Distributed Computing Made Easy

In case you haven't noticed, distributed computing is hard. The problem is that it is becoming increasingly important in the world of enterprise application development.


In case you haven't noticed, distributed computing is hard.

The problem is that it is becoming increasingly important in the world of enterprise application development. Today, developers continuously need to address questions like: How do you enhance scalability by scaling the application beyond a single node? How can you guarantee high-availability, eliminate single points of failure, and make sure that you meet your customer SLAs? All questions that, in one way or the other, imply distributed computing.

For many developers, the most natural way of tackling the problem would be to divide up the architecture into groups of components or services that are distributed among different servers.
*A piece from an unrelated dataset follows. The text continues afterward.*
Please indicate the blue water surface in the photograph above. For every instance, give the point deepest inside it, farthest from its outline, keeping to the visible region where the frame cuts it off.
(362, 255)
While this is not surprising, considering the heritage of CORBA, EJB, COM and RMI that most developers carry around, if you decide to go down this path then you are in for a lot of trouble. Most of the time it is not worth the effort and will give you more problems than it solves.

For example, Martin Fowler thinks that a design like this "...sucks like an inverted hurricane" and continues with the following discussion (from his book Patterns of Enterprise Application Architecture):

“Hence, we get to my First Law of Distributed Object Design: Don't distribute your objects.
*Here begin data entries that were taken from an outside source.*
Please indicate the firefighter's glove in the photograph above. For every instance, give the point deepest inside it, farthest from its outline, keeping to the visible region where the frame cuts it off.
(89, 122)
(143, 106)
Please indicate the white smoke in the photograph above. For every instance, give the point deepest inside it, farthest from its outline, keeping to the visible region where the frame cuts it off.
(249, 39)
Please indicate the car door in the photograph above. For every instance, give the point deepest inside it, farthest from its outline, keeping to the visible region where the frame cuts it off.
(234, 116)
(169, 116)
How, then, do you effectively use multiple processors? In most cases the way to go is clustering. Put all the classes into a single process, and then run multiple copies of that process on various nodes. That way, each process uses local calls to get the job done and thus does things faster. You can also use fine-grained interfaces for all the classes within the process and thus get better maintainability with a simpler programming model.”

The main benefit of using clustering is a simplified programming model. The way I see it, clustering, and distribution in general, is something that should be transparent to the application developer. It is clearly a cross-cutting concern that should be orthogonal to and layered upon the application, a service that belongs in the runtime. In other words, what we ultimately need is clustering at the JVM level.

Sample problem

In this article I will walk you through a fairly generic, but common, distributed computing problem, and show how it can be simplified - to become almost trivial - using clustering at the JVM level.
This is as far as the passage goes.